Hundreds of gas stations in 38 states as of Wednesday could sell a blend with higher ethanol content, known as E-15, after the U.S. Environmental Protection Agency said they could switch to the winter blend two weeks earlier than normal.
The EPA’s decision to relax fuel standards to avert price hikes at the pump was a lifeline for the ethanol industry, which has been beset this year by too much supply, weak profit margins and import tariffs from two of its biggest global customers, China and Brazil.
“This builds the demand faster,” Todd Becker, chief executive officer of No. 3 ethanol producer Green Plains Inc, said of the EPA waiver. “It will be short-term helpful.”
Ethanol futures sank to a one-month low on Wednesday of $1.49 per gallon, in part on worries of reduced blending after Harvey halted a quarter of domestic oil refining.
On Friday, ethanol settled at a two-week high of $1.56 per gallon, boosted by optimism of the EPA waiver.
“The E-15 waiver got people excited for (higher) blends,” said Jordan Fife, a Houston-based merchant at BioUrja Trading LLC. Blenders will be able to use more ethanol per gallon of gasoline, boosting demand temporarily despite the gas shortage, he said.
E-15 gasoline contains 15 percent ethanol, up from the usual blend of 10 percent, and typically is off limits until Sept. 15, after the three-day U.S. Labor Day holiday weekend and the end of peak driving season.
About 4 million barrels of ethanol were in storage along the Gulf Coast as of Aug. 25, the day Harvey hit land as a hurricane, representing roughly 20 percent of U.S. supplies of 21.3 million barrels, according to the U.S. Energy Information Administration.

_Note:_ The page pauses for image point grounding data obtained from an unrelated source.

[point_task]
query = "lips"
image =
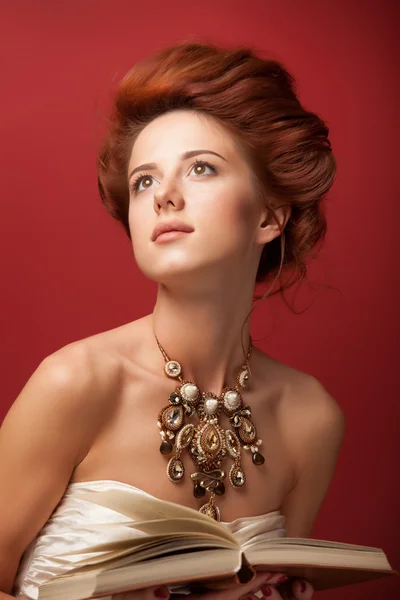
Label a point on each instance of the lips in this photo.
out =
(173, 225)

As many as 500 of railcars carrying ethanol, or about 15 percent of Green Plains’ fleet, were still halted on Friday around Houston after railroads including Union Pacific Corp and BNSF Railway stopped traffic, Becker said.
The company may consider diverting those trains if delays persist longer than a couple of weeks, he added.
One trader suggested that persistent delays could prompt producers to bring forward maintenance shutdowns to ease bottlenecks.
Becker said Green Plains currently had no plans to move up annual maintenance on its plants that mostly occurs in September and October.
Top ethanol producer Archer Daniels Midland Co was “managing through the conditions,” a company spokeswoman said without elaborating.
No. 2 ethanol producer POET LLC did not respond to requests for comment.
About 6 percent of U.S. ethanol production is exported, most of it through Gulf Coast ports including Houston. Some producers were shipping trains to New York Harbor as an alternative export port, a U.S. ethanol trader said.